Utilizing AWI and ESA CryoSat-2 ice thickness data, coupled with ice age data to differentiate between FYI and MYI, they examine the Arctic sea ice area, extent, and volume during the period of 2010-2020. They note the ice thickness minimum in Oct 2011, the third lowest observed ice area minimum in Fall 2012, and the decline of MYI from 2010-2012.
The CMST dataset generated from the MITgcm model which assimilated SMOS ice thickness and SSMIS ice concentration is used to analyze ice transport through the Fram Strait for the period of Oct 2010-September 2016. They find that declining trends in MYI volume in October 2010, January 2011 and March 2011 were associated with dynamic processes.
Dynamical and thermodynamic processes are evaluated during the study period to examine the role of ice thickening, advection, convergence, and residual (melting/freezing). These fields are examined for two periods: October 2010-April 2011, and May-September 2011. Anomalies of these terms are made by subtracting the 6-year mean for each month. They found a strong thinning of the ice cover along the Canadian Archipelago and portions of the central Arctic with enhanced melting (compared to 6-year mean) during the period of May – September 2011.
The Arctic Oscillation (data provided by NCEP) analysis in conjunction with the ERA5 reanalysis is used to examine the monthly variability between the AO, positive ice export anomalies through the Fram Strait, surface air temperature anomaly, and surface net heat flux anomaly. They find a positive AO from Feb-April 2011, a maximum ice export through the Fram Strait in March 2011 which coincided with strong air surface temperature and surface net heat flux anomalies in March 2011.

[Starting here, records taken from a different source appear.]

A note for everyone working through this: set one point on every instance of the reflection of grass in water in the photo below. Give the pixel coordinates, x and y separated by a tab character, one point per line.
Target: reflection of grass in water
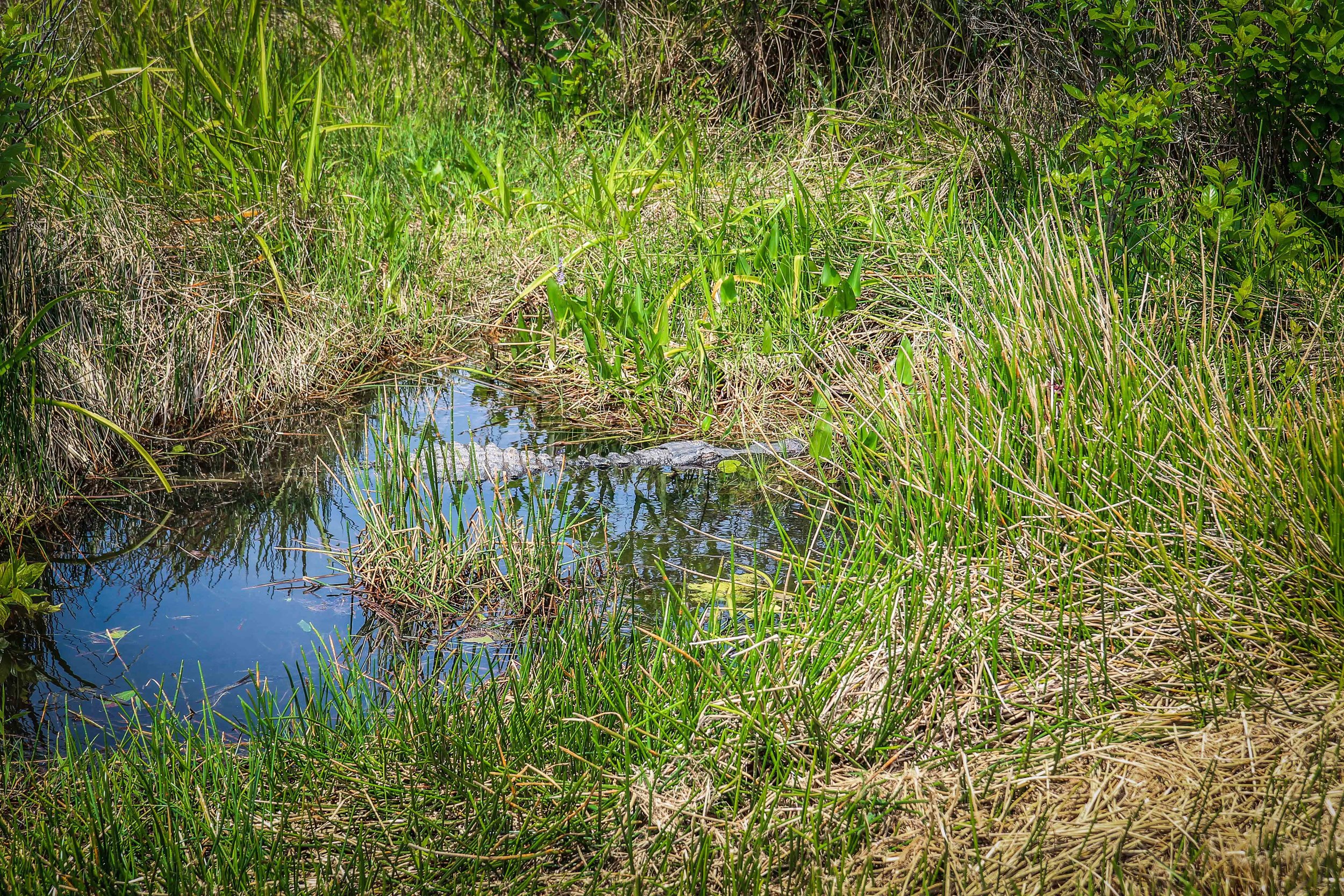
434	547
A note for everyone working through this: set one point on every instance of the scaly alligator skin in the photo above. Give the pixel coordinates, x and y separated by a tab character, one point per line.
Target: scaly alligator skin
490	461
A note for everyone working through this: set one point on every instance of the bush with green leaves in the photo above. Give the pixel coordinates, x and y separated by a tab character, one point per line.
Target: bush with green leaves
17	591
1281	68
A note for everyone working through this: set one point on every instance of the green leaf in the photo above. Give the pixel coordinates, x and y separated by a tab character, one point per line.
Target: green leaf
561	305
729	289
828	275
821	440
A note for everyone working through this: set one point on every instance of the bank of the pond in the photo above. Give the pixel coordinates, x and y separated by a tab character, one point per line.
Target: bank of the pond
267	551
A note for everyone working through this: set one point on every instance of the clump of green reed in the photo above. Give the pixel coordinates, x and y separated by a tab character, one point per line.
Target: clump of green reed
456	550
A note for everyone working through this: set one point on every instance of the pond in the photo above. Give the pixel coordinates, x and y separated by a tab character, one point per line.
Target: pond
230	580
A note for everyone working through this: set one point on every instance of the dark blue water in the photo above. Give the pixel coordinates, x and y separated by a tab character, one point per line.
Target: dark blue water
232	579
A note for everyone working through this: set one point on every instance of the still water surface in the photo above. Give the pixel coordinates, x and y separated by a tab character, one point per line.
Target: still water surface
232	579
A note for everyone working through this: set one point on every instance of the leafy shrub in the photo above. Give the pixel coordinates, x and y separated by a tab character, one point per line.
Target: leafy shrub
1281	66
17	591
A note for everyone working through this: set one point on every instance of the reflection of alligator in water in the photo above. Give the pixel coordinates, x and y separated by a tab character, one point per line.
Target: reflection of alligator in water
490	461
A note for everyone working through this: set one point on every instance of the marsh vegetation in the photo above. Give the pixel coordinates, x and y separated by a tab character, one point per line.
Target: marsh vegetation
1054	604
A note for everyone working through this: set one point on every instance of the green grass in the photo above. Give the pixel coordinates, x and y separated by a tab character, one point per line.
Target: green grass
1076	620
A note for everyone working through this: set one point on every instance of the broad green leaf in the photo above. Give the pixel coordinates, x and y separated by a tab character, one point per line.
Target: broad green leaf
828	275
821	439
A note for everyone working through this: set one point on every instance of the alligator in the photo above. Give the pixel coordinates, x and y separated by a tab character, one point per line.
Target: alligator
490	461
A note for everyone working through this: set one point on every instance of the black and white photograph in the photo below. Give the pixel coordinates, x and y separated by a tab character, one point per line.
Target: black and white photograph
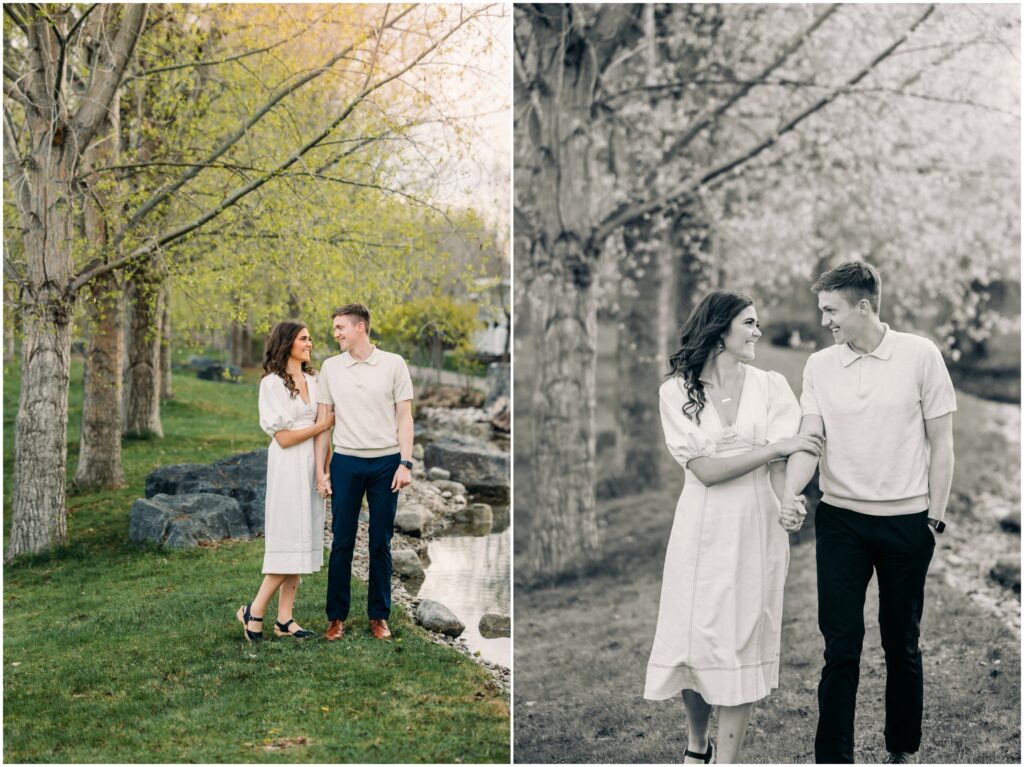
766	383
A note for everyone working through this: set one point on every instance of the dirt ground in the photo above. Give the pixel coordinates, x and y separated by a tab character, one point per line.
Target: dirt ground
582	647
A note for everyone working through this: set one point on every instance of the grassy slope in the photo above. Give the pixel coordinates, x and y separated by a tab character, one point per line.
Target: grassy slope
114	653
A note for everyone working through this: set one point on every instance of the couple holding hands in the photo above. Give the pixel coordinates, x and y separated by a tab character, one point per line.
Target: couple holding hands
366	395
876	416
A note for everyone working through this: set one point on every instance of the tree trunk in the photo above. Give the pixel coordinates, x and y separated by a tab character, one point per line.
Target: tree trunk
99	448
569	45
39	519
563	415
166	387
9	346
144	296
99	445
643	350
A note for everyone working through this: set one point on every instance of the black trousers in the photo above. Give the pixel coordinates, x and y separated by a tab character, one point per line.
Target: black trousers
849	547
351	478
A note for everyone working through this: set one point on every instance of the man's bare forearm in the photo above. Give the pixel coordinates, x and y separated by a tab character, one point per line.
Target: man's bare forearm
940	467
322	442
799	470
406	433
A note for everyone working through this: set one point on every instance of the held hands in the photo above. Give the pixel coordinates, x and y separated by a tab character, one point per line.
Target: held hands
323	484
793	513
402	478
328	423
812	443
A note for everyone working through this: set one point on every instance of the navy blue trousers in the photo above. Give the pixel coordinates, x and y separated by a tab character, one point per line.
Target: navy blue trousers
351	478
850	546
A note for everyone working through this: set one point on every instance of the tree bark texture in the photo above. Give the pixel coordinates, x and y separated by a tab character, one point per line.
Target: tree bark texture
41	177
99	449
568	45
99	445
643	344
563	414
141	413
38	514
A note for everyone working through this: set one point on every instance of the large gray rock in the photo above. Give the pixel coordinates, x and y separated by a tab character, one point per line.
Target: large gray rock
1011	521
475	519
242	477
494	625
407	563
1007	570
483	470
436	616
181	521
414	520
446	485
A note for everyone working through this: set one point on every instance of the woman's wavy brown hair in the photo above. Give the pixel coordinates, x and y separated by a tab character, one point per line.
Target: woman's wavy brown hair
279	349
698	339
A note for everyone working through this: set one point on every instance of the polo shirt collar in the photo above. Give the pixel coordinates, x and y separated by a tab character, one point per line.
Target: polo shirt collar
374	357
884	350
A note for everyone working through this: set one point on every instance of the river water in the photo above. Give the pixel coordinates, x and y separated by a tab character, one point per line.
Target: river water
470	571
470	576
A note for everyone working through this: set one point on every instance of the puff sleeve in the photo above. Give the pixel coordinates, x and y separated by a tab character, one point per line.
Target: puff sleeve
275	411
783	410
683	437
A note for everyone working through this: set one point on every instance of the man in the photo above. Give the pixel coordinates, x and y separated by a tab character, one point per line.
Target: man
372	395
884	402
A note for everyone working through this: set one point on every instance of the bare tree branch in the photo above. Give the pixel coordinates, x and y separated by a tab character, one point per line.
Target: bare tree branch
611	223
14	93
65	41
165	192
38	77
154	244
97	99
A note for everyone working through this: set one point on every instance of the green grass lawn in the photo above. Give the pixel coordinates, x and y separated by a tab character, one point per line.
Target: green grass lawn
119	653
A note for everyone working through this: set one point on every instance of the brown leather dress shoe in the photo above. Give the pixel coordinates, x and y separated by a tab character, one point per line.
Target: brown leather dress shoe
378	627
336	630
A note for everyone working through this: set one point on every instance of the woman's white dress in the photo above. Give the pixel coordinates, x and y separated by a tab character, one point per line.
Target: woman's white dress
719	624
294	516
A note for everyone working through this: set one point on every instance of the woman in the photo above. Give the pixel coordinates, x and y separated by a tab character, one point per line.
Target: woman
730	426
294	517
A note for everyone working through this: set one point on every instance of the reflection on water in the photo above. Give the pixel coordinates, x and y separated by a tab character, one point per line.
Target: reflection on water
471	576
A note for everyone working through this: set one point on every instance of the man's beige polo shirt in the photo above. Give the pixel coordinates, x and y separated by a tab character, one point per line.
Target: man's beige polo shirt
875	407
364	394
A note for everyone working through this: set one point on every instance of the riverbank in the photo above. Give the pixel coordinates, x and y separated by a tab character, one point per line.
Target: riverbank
117	653
579	689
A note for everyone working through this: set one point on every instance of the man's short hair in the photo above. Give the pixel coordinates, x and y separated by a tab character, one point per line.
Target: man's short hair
857	279
357	310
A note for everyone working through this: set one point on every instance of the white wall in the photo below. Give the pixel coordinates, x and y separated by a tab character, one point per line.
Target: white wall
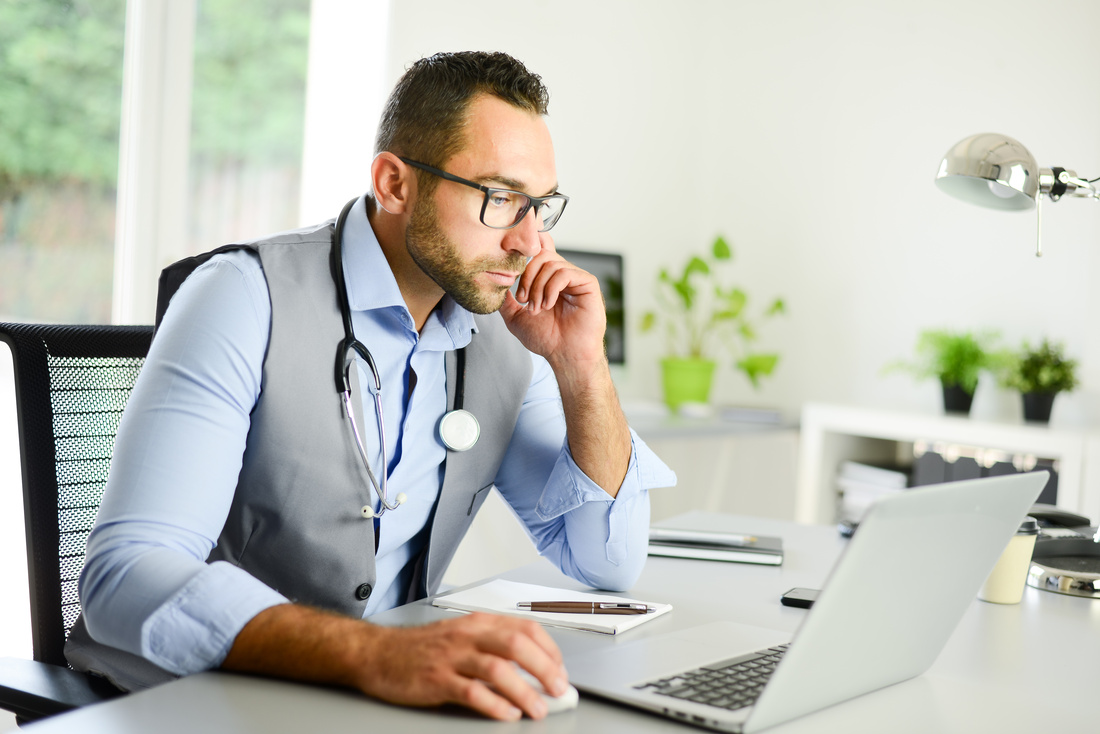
809	134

SLP anomalies from the ERA5 reanalysis for the period of October 2010-January 2011 showed a peak positive anomaly over southern Greenland, and a gradual divergence of sea ice along the eastern Arctic toward the northern CAA. Enhanced transpolar advection (Fig. 5a) showed the transport of sea ice from the Beaufort Sea along the coast toward the Fram Strait.
Lastly, they examine the radiative fluxes for June, July, and August 2011 to investigate the impact of cloud cover, albedos and net surface longwave radiation anomalies on the enhanced melt of primarily FYI during this period.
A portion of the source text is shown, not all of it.